Correlates of Medication Adherence Among Patients With Bipolar Disorder: Results of the Bipolar Evaluation of Satisfaction and Tolerability (BEST) Study: A Nationwide Cross-Sectional Survey

John A Bates 1,, Richard Whitehead 1, Susan C Bolge 1,, Edward Kim 1
PMCID: PMC3025992  PMID: 21274363

Abstract

Objective:

To identify and describe correlates of medication adherence in a large, national sample of outpatients with bipolar disorder.

Method:

Data were collected via a self-report, Web-based survey in January and February of 2008 from US patients aged 18–65 years who reported a diagnosis of bipolar disorder and current use of psychotropic medication. Patients with a Composite International Diagnostic Interview-bipolar disorder (CIDI-bipolar disorder) score ≥ 7, indicating a high risk of bipolar disorder, were included in the analyses.

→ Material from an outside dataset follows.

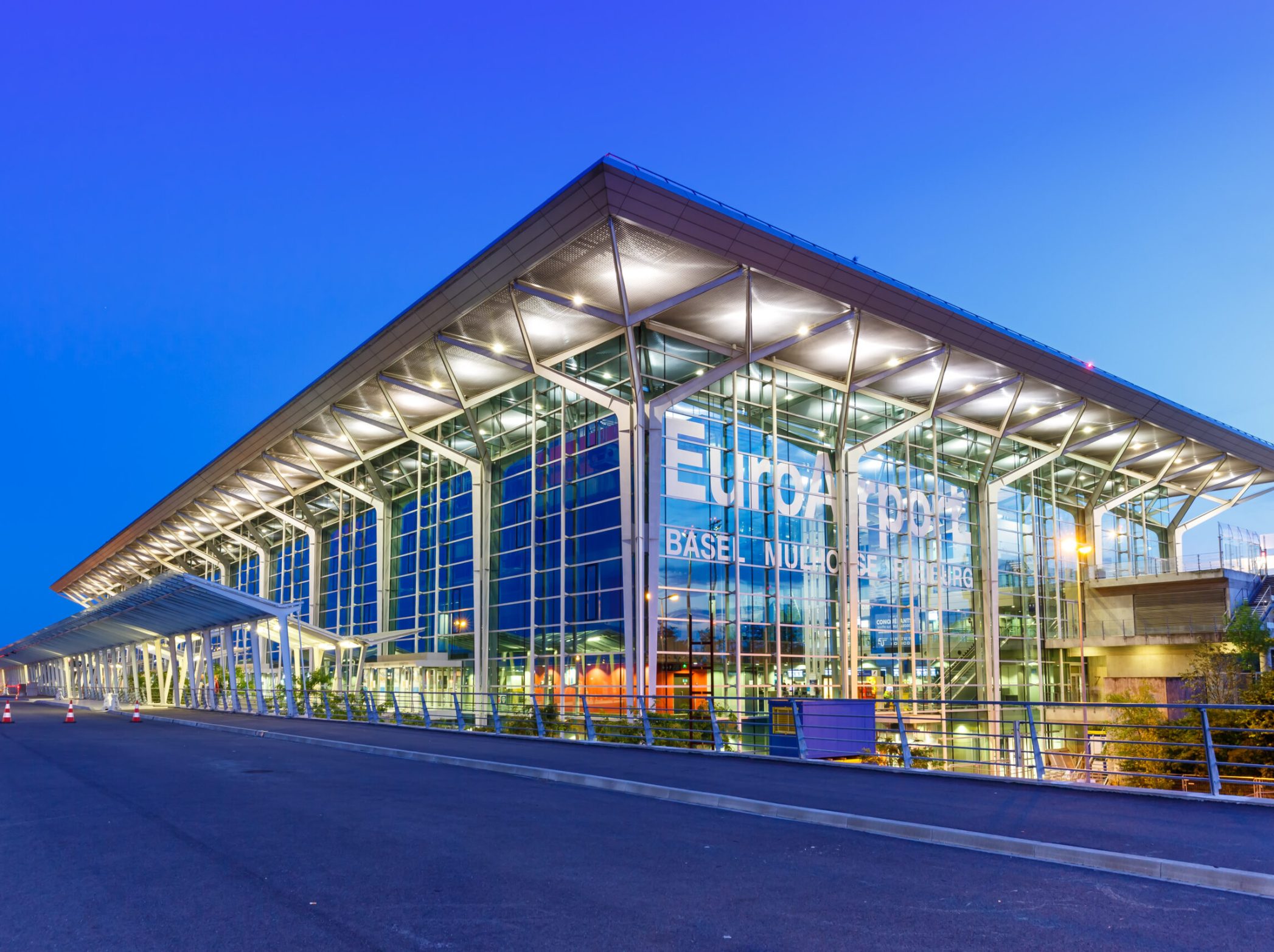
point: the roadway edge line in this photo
(1224, 878)
(1086, 789)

Medication adherence was assessed via the Morisky Medication Adherence Scale, with scores ≥ 2 being considered nonadherent. The primary analysis was a multivariate binomial logistic regression with adherence as the dependent variable. Covariates included patient demographics, physical health measures including Medical Outcomes Study 8-item Short-Form Health Survey physical summary score, number of manic and depressive episodes, 24-item Behavior and Symptom Identification Scale (BASIS-24), Liverpool University Neuroleptic Side-Effect Rating Scale (LUNSERS), Satisfaction With Antipsychotic Medication scale (SWAM), and current psychiatric medication use.

Results:

Nearly half (49.5%) of the 1,052 bipolar patients in the analysis were classified as being nonadherent. Adherence was positively associated with college degree, higher SWAM total score, and monotherapy treatment. Adherence was negatively associated with female sex, alcohol use, BASIS-24 total score, and LUNSERS total score.

Conclusions:

Nonadherence is common among patients with bipolar disorder. By addressing tolerability issues and treatment satisfaction, which are both significant correlates of adherence, health care providers may be able to improve adherence and, ultimately, treatment outcomes.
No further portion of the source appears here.